← Étapes →
Samedi 26 octobre
Petit déj. Extrêmement agréable. Le bar d'hier soir s'est métamorphosé en buffet. La fée d'
Agadez
a déposé du pain frais et des croissants sur les tables : ça commence bien ! Le soleil matinal nous
réchauffe. Visite d'
Agadez
.
Warta nous fait visiter son bureau,
Abal voyages
et Raïcha sa boutique,
Boutkou
, dans le même bâtiment, quasiment au pied de la mosquée. Repas de fête chez Warta. Raïcha a mis les petits
plats dans les grands…
Christian a apporté en cadeau un magnifique portrait de Warta et Raïcha pris lors de leur visite à
Saint-Pourçain.
En fin d'après-midi, visite de la mosquée. Un chasse-touriste particulièrement désagréable nous colle. Son
surnom est « Le Long », facile à choisir puisqu'il dépasse largement les 2 m. Warta nous demande de nous
méfier de lui, car il a déjà été en tôle quelques fois.
⏯️
⏯️
On visite le minaret, assez impressionnant, car le bâtiment a quelques centaines d'années et qu'il faut se
faufiler à croupis dans plusieurs endroits. La sortie au sommet est épique, car nous sommes quatre dans une place
faite pour une demie.
Vue superbe sur la ville. Apéro ensuite à Hôtel de l'Aïr, juste à côté. Leila, la fille cadette de Warta et
Raïcha s'est prise d'affection pour Yves et ne le quitte plus. Soirée dans l'
Oued Téloua
où l'on nous sert un délicieux ragoût.
Deuxième petit déj. Toujours aussi agréable. Dans la lumière du matin, trois femmes passent dans l'oued avec des
ballots d'herbe sur les têtes. Les photographes ont une montée d'adrénaline.

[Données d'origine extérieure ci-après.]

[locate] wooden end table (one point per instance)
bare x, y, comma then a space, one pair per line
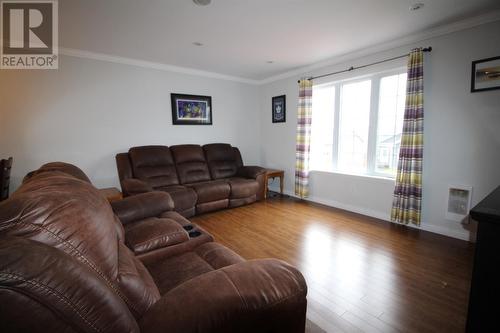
273, 173
111, 193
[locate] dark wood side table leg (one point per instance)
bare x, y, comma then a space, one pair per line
281, 185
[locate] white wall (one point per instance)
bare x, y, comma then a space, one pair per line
462, 133
89, 110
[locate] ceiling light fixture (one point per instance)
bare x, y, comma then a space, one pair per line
416, 6
202, 2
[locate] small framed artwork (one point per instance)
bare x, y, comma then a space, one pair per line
279, 109
485, 74
191, 109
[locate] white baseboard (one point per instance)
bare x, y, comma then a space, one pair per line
380, 215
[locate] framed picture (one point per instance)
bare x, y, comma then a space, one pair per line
485, 74
191, 109
279, 109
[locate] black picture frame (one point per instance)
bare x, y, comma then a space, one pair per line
480, 77
279, 109
191, 109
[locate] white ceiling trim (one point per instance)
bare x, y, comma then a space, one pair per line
431, 33
152, 65
410, 39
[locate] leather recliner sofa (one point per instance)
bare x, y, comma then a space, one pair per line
199, 179
70, 262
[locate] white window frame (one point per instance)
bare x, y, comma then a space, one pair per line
371, 154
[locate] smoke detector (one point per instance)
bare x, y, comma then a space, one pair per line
202, 2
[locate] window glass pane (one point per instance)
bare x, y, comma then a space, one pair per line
354, 122
322, 128
390, 123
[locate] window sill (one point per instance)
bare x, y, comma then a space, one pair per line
362, 175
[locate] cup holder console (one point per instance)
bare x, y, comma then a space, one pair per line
194, 233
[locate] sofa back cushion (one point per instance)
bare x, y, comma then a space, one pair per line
67, 168
191, 164
71, 215
44, 289
222, 160
154, 165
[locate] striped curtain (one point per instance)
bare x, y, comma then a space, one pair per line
406, 206
302, 148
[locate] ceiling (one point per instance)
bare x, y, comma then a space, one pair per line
240, 36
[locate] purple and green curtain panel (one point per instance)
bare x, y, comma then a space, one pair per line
302, 148
406, 206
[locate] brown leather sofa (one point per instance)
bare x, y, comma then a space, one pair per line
69, 262
199, 179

Visite du souk. Nous demandons à Raïcha de nous aider à changer nos housses de matelas qui ont souffert au
Bagzane
. Vite fait, bien fait.
Christian emprunte une paire de skis en vente sur le marché (!?) et braille en demandant le tire-fesse.
Repas chez Bibie, dans son restau. Tellement bien que nous visitons illico la salle de sieste, encore mieux.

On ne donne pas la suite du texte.